India has enjoyed warm relations with Cuba for more than a half century -- indeed, Delhi and Beijing were among the first few foreign states to recognize Fidel Castro’s Communist state shortly after he overthrew dictator Fulgencio Batista. Cuba’s ties with China soured as a result of the Moscow-Beijing split in the 1960s, while India maintained close links to Havana. However, India-Cuba trade has declined over the past 20 years -- from $300 million in the early 1980s to less than $30 million in 2011. Meanwhile, China has dramatically increased trade with the Castro regime, making Beijing the island’s second-biggest trading partner, behind Venezuela. “We need to focus more on Latin America and we are doing that,” minister Khurshid told reporters.

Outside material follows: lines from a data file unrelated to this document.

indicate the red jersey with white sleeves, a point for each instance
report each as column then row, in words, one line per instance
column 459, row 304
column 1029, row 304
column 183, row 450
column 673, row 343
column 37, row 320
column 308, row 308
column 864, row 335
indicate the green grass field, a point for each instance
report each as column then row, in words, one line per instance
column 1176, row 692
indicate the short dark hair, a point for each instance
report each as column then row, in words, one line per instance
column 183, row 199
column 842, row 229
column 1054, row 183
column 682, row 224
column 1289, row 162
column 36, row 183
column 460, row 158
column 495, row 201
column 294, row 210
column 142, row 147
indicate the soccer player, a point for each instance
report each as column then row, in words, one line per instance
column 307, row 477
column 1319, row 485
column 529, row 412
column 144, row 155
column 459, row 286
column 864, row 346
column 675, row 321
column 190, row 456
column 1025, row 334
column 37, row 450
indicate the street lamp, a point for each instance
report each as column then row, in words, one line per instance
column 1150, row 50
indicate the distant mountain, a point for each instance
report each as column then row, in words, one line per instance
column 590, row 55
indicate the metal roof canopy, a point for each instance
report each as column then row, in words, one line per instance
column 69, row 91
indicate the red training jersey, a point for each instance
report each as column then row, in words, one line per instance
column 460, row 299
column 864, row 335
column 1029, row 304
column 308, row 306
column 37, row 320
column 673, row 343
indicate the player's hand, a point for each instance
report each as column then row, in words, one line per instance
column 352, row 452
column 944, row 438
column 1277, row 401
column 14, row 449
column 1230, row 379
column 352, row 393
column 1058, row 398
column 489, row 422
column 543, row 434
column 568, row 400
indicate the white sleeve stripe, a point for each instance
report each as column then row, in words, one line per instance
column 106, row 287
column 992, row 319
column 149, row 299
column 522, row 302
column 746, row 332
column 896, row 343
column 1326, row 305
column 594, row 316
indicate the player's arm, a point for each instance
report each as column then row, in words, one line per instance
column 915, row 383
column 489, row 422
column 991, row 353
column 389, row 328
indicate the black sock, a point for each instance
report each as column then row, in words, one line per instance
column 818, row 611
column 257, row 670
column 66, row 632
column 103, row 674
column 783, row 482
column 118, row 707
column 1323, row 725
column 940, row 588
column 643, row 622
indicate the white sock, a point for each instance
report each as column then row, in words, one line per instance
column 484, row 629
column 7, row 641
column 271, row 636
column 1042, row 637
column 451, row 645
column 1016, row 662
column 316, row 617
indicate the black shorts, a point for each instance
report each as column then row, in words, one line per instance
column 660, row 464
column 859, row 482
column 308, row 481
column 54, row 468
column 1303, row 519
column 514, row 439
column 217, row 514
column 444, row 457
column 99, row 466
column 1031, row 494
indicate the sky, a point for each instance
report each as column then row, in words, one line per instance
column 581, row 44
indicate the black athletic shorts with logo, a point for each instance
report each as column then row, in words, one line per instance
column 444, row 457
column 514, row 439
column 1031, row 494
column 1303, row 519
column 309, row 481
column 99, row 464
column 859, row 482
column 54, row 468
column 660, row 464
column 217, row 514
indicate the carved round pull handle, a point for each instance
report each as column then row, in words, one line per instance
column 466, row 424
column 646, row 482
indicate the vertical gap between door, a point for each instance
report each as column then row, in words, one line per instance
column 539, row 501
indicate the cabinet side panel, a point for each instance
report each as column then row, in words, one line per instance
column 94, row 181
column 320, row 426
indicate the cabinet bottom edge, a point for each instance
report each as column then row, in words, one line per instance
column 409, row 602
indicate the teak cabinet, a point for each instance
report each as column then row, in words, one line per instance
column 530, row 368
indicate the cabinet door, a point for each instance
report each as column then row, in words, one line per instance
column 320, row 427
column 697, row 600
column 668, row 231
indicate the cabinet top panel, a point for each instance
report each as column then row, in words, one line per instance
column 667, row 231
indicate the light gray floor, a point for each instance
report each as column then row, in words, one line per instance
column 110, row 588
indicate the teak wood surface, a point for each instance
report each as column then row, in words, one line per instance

Separately from trade and politics, India hopes to introduce Cuba to its own culture by screening films in Havana starring three of Bollywood’s biggest stars, Salman Khan, Shah Rukh Khan and Aamir Khan, coincident with Ansari’s visit. “We have contacted the producers and asked them to arrange for Spanish subtitles,” said a senior official of India’s culture ministry. Indian classical dance, poetry and food will also be featured at the Havana festival. "We want to show the Cuban public the colorful splendor of various manifestations such as visual arts, film, dance and cuisine," said C. Rajasekhar, India’s ambassador to Cuba.

India’s foreign ministry estimates that the Indian community of Cuba comprises 25 nuns who work for the Missionaries of Charity, six medical students and two Indian nationals who married to Cubans. There are also a few descendants of Indians who settled in Cuba more than 100 years ago.